The country is known primarily for being tiny (just 2,586 square kilometres), having a high standard of living, and providing a services-led safe haven for many banks and financial institutions.
Arguably, there is more to it than that—certainly, that’s the message which the country’s government is keen to project. Its population of about half a million enjoys the world’s third-highest GDP per capita, and (by virtue of bordering Belgium, France, and Germany) is multilingual. High-speed cable is available to more than 90% of homes, and unemployment is low.
Like Switzerland, Luxembourg has long traded on its political neutrality and economic freedom as well as its geographic location; most major European capitals can be reached by air in an hour or less.
Both its value-added tax and effective corporate tax rate are among the lowest in Europe, and its intellectual property (IP) tax policy, instituted in 2008, offers significant tax benefits for IP created in Luxembourg or acquired by a resident company. Revenues generated from the use of licensing of software copyright, patents, or trademark may benefit from an 80% exemption, resulting in a corporate tax rate of just 6% on qualifying net IP income.
The focus has been on blue chip companies, hoping that they will attract others. “It greatly helps to have a pro-business government that is small enough to be responsive to our needs and one which understands the way the internet is transforming traditional industries,” says Brent Bellm, CEO of PayPal Europe.
The country seeks to capitalise on its reputation as a safe and stable environment by billing itself as the European gateway for information and communications technologies (ICT). This builds on the infrastructure necessary to ensure the swift, secure exchange of financial data.

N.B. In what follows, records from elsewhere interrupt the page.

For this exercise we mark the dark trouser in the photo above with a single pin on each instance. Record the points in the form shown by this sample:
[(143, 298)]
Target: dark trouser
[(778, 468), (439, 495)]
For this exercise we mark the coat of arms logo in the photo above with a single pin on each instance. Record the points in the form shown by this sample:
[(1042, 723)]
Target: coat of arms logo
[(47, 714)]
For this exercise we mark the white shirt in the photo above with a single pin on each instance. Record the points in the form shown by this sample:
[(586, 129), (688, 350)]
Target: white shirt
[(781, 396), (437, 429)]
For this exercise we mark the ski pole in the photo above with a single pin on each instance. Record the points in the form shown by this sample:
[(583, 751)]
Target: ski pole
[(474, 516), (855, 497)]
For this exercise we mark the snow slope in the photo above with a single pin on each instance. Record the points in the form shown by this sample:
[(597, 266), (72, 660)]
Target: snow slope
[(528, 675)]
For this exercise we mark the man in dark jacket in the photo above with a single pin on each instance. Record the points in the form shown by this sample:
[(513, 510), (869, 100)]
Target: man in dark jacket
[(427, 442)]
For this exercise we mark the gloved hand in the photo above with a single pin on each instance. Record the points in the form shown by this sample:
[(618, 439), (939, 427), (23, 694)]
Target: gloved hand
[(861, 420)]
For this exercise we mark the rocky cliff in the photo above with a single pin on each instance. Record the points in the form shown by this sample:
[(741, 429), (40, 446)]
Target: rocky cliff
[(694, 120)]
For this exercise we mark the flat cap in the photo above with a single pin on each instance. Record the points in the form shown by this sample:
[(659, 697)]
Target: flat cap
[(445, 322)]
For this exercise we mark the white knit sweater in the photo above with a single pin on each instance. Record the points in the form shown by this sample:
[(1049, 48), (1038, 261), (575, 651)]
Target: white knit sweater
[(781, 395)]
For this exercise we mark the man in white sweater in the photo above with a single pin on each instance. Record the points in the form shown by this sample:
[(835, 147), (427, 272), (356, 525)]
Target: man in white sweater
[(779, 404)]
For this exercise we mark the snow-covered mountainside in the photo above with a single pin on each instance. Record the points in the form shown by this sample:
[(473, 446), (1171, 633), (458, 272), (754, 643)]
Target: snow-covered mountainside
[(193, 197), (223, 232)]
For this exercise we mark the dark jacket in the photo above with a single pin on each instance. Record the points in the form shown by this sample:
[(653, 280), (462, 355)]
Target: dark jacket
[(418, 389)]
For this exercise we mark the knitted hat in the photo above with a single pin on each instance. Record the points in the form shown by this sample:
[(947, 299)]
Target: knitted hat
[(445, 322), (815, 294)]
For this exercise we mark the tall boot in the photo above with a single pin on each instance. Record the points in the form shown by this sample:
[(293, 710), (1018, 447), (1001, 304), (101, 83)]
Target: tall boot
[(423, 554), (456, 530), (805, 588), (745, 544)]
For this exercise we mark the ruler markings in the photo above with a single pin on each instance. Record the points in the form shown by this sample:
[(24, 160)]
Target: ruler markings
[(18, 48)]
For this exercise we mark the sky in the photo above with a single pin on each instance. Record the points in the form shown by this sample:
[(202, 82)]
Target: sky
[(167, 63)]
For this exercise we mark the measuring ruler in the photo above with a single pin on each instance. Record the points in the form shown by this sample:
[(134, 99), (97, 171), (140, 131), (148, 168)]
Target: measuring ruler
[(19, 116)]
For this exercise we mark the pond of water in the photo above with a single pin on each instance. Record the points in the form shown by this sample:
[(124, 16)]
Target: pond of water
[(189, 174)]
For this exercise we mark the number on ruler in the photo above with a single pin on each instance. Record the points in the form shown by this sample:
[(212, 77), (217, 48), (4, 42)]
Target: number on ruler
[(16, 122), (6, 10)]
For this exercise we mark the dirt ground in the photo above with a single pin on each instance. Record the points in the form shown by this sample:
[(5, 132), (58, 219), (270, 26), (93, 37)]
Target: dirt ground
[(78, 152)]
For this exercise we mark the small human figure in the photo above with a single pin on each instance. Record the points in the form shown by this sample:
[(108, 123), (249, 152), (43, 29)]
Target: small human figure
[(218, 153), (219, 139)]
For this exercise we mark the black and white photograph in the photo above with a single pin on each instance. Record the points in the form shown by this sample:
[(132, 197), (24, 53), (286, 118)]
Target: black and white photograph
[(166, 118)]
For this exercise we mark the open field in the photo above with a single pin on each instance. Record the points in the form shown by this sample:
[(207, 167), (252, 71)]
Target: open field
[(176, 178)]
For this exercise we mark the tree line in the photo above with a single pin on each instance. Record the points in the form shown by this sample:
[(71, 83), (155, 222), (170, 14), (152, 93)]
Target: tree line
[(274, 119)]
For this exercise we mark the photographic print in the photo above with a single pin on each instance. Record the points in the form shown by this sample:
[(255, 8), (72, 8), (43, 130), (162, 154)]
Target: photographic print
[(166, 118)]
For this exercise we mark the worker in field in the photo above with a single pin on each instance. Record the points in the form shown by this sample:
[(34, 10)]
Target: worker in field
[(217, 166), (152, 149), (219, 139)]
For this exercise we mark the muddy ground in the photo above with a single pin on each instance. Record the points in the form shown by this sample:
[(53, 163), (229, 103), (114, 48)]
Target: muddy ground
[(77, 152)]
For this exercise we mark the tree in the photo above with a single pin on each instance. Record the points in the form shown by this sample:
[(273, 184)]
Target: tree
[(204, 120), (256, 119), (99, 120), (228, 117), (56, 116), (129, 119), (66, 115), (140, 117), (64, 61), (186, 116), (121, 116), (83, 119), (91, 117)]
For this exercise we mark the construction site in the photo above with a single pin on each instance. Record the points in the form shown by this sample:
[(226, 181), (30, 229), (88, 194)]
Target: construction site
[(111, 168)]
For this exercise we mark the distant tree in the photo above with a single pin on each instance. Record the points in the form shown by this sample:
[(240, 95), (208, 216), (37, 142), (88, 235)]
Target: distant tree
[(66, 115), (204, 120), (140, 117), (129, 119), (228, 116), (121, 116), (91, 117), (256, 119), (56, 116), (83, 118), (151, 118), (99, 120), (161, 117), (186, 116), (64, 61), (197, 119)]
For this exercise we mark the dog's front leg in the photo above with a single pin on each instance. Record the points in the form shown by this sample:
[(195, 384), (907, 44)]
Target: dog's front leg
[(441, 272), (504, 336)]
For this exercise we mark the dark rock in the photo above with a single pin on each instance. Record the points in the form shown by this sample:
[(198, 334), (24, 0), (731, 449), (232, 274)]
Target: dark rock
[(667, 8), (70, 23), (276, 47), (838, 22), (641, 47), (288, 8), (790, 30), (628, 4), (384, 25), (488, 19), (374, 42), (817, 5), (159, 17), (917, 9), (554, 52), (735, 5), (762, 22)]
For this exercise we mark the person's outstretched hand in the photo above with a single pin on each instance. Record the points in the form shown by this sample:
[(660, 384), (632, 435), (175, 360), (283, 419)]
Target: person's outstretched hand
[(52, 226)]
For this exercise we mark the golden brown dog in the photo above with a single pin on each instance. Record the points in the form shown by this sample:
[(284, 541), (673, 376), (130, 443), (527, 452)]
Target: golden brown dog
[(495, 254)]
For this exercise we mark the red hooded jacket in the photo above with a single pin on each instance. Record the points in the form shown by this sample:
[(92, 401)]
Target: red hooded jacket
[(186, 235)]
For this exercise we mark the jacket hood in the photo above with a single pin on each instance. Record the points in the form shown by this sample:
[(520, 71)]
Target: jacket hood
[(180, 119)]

“Luxembourg has a history of innovation in media,” says Tom Kettels, senior ICT advisor of the Luxembourg Ministry of State. “In the 1930s, Compagnie Luxembourgeoise de Radiodiffusion (now the pan-European media giant Radio Télévision Luxembourg [RTL]) first went to air. The first private TV stations in Europe launched here in the 1950s, and in the 1980s
we became home to world-leading satellite services company SES.”
In 1985, the government agreed on rights for the use of orbital slots for satellite transmission and awarded a commercial franchise to SES ASTRA, which maintains its European uplink hub in the country.